How often do you replace a urostomy bag?

Generally, urostomy bags should be replaced 1 to 2 times a week.

3. Neobladder

As the name suggests, neobladder reconstruction refers to the surgical construction of a “new bladder”. This is another option for urinary diversion, where the bladder is removed, and your urologist surgically recreates a new pouch to contain the urine. Usually, a piece of the small intestine is fashioned into the new bladder.

Patients with neobladder can generally urinate normally, often having to use abdominal muscles to empty the neobladder. Sometimes, a catheter may be used to empty the bladder.
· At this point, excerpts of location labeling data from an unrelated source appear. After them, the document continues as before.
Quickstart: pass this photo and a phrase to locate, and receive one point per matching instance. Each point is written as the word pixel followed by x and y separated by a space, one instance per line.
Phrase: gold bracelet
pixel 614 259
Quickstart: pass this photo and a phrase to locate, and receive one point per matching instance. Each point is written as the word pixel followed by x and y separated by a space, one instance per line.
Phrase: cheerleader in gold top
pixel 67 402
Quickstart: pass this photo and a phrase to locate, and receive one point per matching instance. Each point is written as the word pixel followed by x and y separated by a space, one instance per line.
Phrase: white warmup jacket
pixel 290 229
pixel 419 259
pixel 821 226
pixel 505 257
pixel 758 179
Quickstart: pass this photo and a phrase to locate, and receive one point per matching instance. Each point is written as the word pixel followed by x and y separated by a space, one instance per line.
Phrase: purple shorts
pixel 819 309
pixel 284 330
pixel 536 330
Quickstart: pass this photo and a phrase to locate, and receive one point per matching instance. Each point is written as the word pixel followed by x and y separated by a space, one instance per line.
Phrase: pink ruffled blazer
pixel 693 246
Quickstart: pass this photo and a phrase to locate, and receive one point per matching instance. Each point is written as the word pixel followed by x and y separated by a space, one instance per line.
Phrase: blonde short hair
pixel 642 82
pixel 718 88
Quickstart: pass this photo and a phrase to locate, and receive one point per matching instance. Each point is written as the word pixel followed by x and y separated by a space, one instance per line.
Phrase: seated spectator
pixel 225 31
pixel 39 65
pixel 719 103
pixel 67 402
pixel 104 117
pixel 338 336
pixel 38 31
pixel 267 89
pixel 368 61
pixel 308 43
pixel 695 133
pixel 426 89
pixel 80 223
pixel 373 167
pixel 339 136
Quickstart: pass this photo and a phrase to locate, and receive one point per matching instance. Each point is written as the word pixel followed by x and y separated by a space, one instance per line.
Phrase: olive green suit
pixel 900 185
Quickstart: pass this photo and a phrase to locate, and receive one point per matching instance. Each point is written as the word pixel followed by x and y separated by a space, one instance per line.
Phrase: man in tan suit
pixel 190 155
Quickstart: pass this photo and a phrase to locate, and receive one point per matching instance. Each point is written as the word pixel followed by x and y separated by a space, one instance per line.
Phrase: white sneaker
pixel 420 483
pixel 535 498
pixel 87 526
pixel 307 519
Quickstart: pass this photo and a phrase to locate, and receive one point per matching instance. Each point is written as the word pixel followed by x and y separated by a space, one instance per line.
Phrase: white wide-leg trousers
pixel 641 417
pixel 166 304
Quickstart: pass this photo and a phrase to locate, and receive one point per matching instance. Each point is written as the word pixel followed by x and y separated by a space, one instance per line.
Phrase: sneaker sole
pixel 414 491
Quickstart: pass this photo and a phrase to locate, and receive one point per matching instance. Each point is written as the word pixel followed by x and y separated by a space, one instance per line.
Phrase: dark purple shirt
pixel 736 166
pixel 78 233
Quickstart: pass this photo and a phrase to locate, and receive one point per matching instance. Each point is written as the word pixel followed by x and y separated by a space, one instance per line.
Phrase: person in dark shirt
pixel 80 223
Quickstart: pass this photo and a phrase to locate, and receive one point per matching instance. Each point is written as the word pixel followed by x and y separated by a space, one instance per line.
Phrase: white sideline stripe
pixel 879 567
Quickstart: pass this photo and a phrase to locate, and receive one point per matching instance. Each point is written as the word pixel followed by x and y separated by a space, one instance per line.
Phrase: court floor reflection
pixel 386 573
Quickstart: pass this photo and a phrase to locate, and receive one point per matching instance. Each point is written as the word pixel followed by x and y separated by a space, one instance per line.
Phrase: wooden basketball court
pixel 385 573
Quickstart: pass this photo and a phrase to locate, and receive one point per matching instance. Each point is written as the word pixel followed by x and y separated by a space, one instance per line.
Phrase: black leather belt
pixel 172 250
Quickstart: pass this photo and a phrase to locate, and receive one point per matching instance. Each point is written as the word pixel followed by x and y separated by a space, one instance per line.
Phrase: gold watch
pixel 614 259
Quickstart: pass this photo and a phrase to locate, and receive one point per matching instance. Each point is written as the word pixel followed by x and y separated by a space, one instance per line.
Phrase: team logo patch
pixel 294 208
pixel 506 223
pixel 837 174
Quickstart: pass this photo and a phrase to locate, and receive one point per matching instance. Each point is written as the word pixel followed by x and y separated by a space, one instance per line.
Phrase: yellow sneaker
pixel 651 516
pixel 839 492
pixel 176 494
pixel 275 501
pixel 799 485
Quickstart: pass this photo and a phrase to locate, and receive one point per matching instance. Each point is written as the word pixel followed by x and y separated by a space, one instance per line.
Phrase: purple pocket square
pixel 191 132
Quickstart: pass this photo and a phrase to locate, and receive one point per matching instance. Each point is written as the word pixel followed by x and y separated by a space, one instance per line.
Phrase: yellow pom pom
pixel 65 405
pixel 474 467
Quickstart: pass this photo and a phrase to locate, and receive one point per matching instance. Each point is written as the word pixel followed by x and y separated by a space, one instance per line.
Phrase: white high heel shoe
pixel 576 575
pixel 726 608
Who is neobladder surgery recommended for?

Neobladder surgery is usually recommended for a person healthy enough for complex surgery. For example, one needs to have normal kidney and liver functions, and cannot have cancers in the urethra.

What makes robot-assisted surgery different from conventional surgery?

Contrary to popular belief, robotic surgery is not performed by a robot independently, but is performed by an experienced surgeon who guides the robot for the entire procedure via a console. These technological advancements allow for better visualisation, manual dexterity and control than what is possible with conventional techniques — a combination of the surgeon’s skill and critical thinking with the precision of a machine.

Furthermore, robotic surgery allows access to hard-to-reach areas using small incisions. This leads to a lower risk of complications and shorter recovery times.

Summary

Hopefully this has helped you better understand certain aspects of reconstructive bladder surgery and what it entails. Depending on your condition, your urologist will discuss the best method of urinary diversion for you.